En 1971 su esposa quedó embarazada mientras él estaba detenido. Algunos de los Panteras Negras señalaron a uno de sus compañeros como el presunto padre. Ese hombre apareció descuartizado unos meses después. Seale fue investigado por el homicidio pero fue declarado inocente.

El final de la película es otro de los momentos en que el autor se aleja de los hechos reales. No hay constancias de que Rennie Davis, el compañero de Tom Hayden, llevara un cuaderno con los nombres de los caídos en Vietnam. Las palabras finales, antes de conocer el veredicto, de los acusados no fue esa enumeración de los muertos. Sin embargo, en una de las audiencias David Dellinger, el más veterano de ellos, aprovechó que ese era el día en el que se recordaba a los caídos en combate. Los siete y sus abogados portaban esa jornada un brazalete negro en sus brazo derecho en señal de luto (gesto que provocó otra queja de la fiscalía).

Mientras Dellinger de pie leía el listado de los caídos en esos días, el juez ingresó luego de un cuarto intermedio. Le ordenó que hiciera silencio y se sentara en su lugar. El acusado continuó con la lectura. Luego lo de todos los días: discusiones, algún grito, el martillazo del juez sobre el estrado y el desacata de uno de los siete que se acumulaba. Otra de las licencias creativas del guión es la piña que le pega el veterano Dellinger a uno de los guardias. Pese a que acumuló advertencias del juez Hoffman, el hecho violento no tuvo lugar.

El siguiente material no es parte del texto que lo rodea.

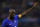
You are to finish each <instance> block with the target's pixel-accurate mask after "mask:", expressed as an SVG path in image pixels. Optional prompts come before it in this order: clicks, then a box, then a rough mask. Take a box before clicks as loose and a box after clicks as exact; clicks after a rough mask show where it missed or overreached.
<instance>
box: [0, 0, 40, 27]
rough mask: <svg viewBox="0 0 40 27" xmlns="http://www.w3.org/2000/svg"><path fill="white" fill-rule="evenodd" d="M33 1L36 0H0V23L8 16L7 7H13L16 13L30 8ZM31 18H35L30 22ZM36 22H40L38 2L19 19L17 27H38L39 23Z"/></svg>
mask: <svg viewBox="0 0 40 27" xmlns="http://www.w3.org/2000/svg"><path fill="white" fill-rule="evenodd" d="M35 2H36V0H0V23H2V21H3V20H4V19H6V18H7V17H8V15H9V12H8V11H9V9H15V11H16V14H17V15H18V14H21V13H22V12H24V11H26V10H27V9H29V8H31V7H32V6H33V5H34V3H35ZM27 18H28V19H27ZM31 18H32V19H33V18H34V19H35V20H33V21H32V22H31V21H30V20H32V19H31ZM28 20H29V21H28ZM27 21H28V22H27ZM38 22H40V2H39V3H38V4H37V6H36V7H34V8H33V10H32V11H30V12H29V13H28V14H27V15H25V16H24V17H22V19H19V27H38V26H39V25H40V23H38ZM37 25H38V26H37ZM39 27H40V26H39Z"/></svg>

Los cargos de conspiración fueron desechados (quedó probado que los acusados no habían articulado sus movimientos entre sí: de hecho algunos casi no se conocían previamente) pero fueron culpados por violar la ley que impedía atravesar estados para provocar revueltas y disturbios callejeros. De todos los cargos quedaron eximidos John Froines y Lee Weiner.

En la película estos dos son utilizados como excusa de la acusación para que no todos sean condenados y así demostrar la imparcialidad del proceso. SIn embargo, Froines y Weiner estaban acusados de dar cursos para enseñar a fabricar bombas Molotov y otros explosivo caseros (Sorkin atribuye esa actividad a Rubin).

Al resto el juez los condenó a cinco años de prisión por este delito. A todos se les sumaron varios años más por los desacatos durante el juicio. Sin embargo todas estas penas cayeron en las apelaciones posteriores. Respecto a la acusación principal, los jueces de alzada determinaron que debía hacerse un nuevo juicio. Pero eso nunca ocurrió. El estado no volvió a acusar a los 7 de Chicago.